それゆえ市でもさいたま市版「ニューディール政策」として、雇い止めや内定取り消しにあった人々や氷河期世代や障がい者に対して積極的に就労支援をすべきと考える。
先月そのような人々を対象に30名の臨時採用が行われ、事務補助職に20名および保健・看護師に10名とされたが、さらに枠増やすべきである。
加えて市内の事業所とも連携し雇用の受け皿を確保する体制作りも検討すべきだ。
またイベント中止などで、運営が厳しい就労継続支援B型施設では工賃の支払いも厳しくなりつつある。そのような雇用調整助成金の対象外で、ますます窮地に立たされている。

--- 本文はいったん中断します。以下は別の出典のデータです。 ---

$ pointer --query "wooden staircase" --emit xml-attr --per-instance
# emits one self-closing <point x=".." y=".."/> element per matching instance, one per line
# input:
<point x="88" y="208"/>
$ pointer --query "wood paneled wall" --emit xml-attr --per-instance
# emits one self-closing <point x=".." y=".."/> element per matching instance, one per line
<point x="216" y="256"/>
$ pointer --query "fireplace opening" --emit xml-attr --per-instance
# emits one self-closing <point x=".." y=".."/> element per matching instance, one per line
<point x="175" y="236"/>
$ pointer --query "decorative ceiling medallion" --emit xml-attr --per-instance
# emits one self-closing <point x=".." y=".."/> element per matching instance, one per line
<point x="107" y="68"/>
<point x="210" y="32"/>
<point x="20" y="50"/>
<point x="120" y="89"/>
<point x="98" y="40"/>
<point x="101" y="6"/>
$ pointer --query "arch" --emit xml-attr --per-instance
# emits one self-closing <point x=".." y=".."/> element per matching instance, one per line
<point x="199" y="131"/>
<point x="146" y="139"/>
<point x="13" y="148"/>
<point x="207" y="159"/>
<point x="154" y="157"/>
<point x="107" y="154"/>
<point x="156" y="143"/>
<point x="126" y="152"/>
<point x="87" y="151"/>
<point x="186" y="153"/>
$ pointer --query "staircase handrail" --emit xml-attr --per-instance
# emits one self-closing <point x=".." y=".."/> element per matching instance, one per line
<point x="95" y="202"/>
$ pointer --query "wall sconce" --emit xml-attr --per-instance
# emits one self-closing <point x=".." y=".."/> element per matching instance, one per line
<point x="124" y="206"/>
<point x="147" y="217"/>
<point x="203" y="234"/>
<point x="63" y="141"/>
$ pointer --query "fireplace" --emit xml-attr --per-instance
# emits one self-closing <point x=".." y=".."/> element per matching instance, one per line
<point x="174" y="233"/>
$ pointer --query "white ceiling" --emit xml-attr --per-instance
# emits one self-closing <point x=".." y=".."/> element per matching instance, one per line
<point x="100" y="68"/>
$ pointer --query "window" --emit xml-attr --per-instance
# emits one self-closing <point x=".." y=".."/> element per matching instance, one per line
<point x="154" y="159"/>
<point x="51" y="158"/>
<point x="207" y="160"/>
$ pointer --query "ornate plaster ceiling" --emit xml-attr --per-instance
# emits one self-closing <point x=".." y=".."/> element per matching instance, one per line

京都市など施設で働く障がい者への工賃支援に乗り出す自治体もある中、障がい者の就労支援のため市にも同様の支援が必要と考えるが、市の見解を尋ねる。
阪口副市長からの回答
質問に対する阪口副市長の回答。
緊急雇用の採用枠増については、さらなる雇用情勢悪化が懸念される現状も踏まえ検討する。
市はこれまでも就労支援施設ワークステーションさいたまにおいて、座学研修や企業実習などを合わせた対象別の就労支援の中で、協力企業と求職者のマッチング支援を実施してきた。
従業員の雇用維持に苦慮する企業がある一方、好況で積極的に人材確保する企業もあると思われる。そのため今後は両者を効果的にマッチングできるよう努めていく。
また昨年度、市は埼玉労働局と雇用対策協定を締結。事業計画に基づき総合的な雇用対策を実施しているが、コロナに伴う雇用情勢悪化を踏まえ計画の見直しや再展開も準備している。
加えて、市内のハローワークでは就職窓口における支援ナビゲーター拡充に取り組んでいる。
また就労継続支援B型施設の支援に関しては、利用者にとって工賃は生活や生産意欲の維持向上に欠かせないものであるという認識のもと、他の指定都市を参考にしながら検討していく。
いずれにせよ、新型コロナに伴う雇用情勢変化に応じた就労支援を、市としても積極的に展開する。